体操着を着ている年齢は未成年。犯罪の性癖になってしまう。

「……ん、その、持っているんだろ?和真は」

 珍しく一之瀬が言葉に詰まるので、菊地は察した。高校時代の体操着を未だに寝巻き替わりに着ている。と話したことを一之瀬は言っているのだ。確かに高校時代、菊地は一之瀬を避けまくっていた。島野経由で画像は見ていただろうけれど、生で見たいと言うことなのだろう。

「ええと、今?」
「………………」

 無言で一之瀬が頷いた。

「えと、うん。ちょっとまってて」

 菊地は一之瀬の隣からスルリと抜け出ると、自分の部屋へと向かった。一人暮らしのアパートの荷物がそのまま運び込まれた部屋だ。冷蔵庫は中身がないからコンセントは抜いてある。タンスの中身もそのままなので、ベータ時代の服がはいっている。施設で説明されたとおり、サイズが合わなくなっているから処分してもいいものばかりだ。菊地が言い出さないからそのままなのだけど、本来処分されているはずの物が全てここにあるのは一之瀬の指示があったから。

「中身、見てないって本当なのかな?」

 冷蔵庫は中のものを出さないと運べなかっただろうけど、タンスは中身が入ったままでは運びづらかったに違いない。しかし、一之瀬からの指示であれば、多少の不可能は可能にされたかもしれない。
 一番下の引き出しを開ければ、そこにはきちんと畳まれた体操着が入っていた。中学と違って部活動をしていなかったから、着ていたのは体育の時間だけ。三年間で考えたらコスパの悪い体操着だ。

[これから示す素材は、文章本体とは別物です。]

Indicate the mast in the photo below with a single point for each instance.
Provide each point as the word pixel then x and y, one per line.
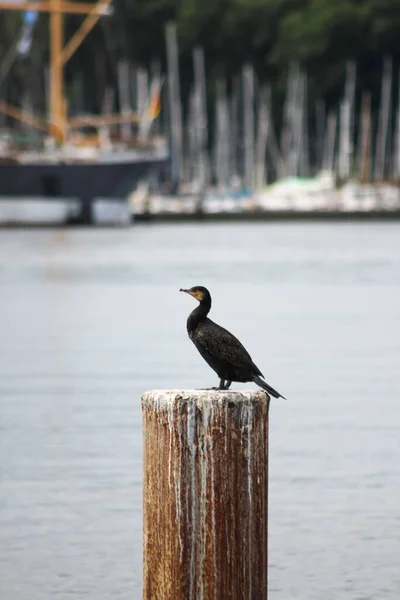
pixel 59 55
pixel 56 70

「制服は毎日着るから元は取れてたと思うけど、体操着は勿体ないからな」

 基本ベータの思想なら、体操着は卒業後も着るものだと思っている。自分ではなくても、親が部屋着として活用するのが平凡家庭のお約束だと思っている。もちろん、大学の体育の実技で着たことだってある。スポーツウェアをわざわざ買うなら、こっちの方が楽だったからだ。たった三回の実技のために出費するなんて馬鹿げている。
 そんなわけで、菊地は高校時代の体操着を未だに大切に保管していて、時折寝巻き代わりに活用していた。

「うん。全く違和感なく着れてる」

 アパートに置いてあった唯一の鏡である姿見で確認すれば、全く違和感なく体操着を着れていた。かれこれ十年近い年月が経つと言うのに、なんと丈夫なのだろう。

「一之瀬」

 そっとドアから顔を出せば、一之瀬が期待に満ちた目でこちらを見た。

(ワンコかよ)

 一之瀬の期待に満ち溢れたその表情をみて、菊地は逆に緊張した。一之瀬の、期待値が高すぎる。

「笑うなよ」

 そう言ってから、扉を閉めて一之瀬の方へと進んだ。暫定菊地の荷物部屋はリビングの奥にある。

「可愛い」

 菊地の姿を見るなり一之瀬がポツリと呟いた一言は、ちゃんと菊地の耳に届いた。

「なんだよ、それ」

 ソファーに座る一之瀬の前に菊地は立った。高校時代の体操着が着れてしまうことは男だったら屈辱かもしれない。なにしろ、目の前にいる一之瀬匡という男は、アルファらしく随分といい体格をしているのだから。

「どーせ一之瀬は高校時代の服なんか着られないほど成長してんだろ」

 そう言いながらプイと横を向けば、菊地の腕を一之瀬が掴んで引き寄せていた。

「わぁ」

 普通に菊地が驚くと、一之瀬が菊地の顔を覗き込みながら意地の悪い笑みを浮かべていた。

「和真、約束」
「っあ」

 すっかり忘れていた約束だ。

「お仕置」

 一之瀬の手が菊地の着ている体操着の中に入ってきた。菊地は真面目にちゃんと体操着を着用したものだから、半袖の裾をハーフパンツの中にしまっていた。それを見て、一之瀬が、薄く笑う。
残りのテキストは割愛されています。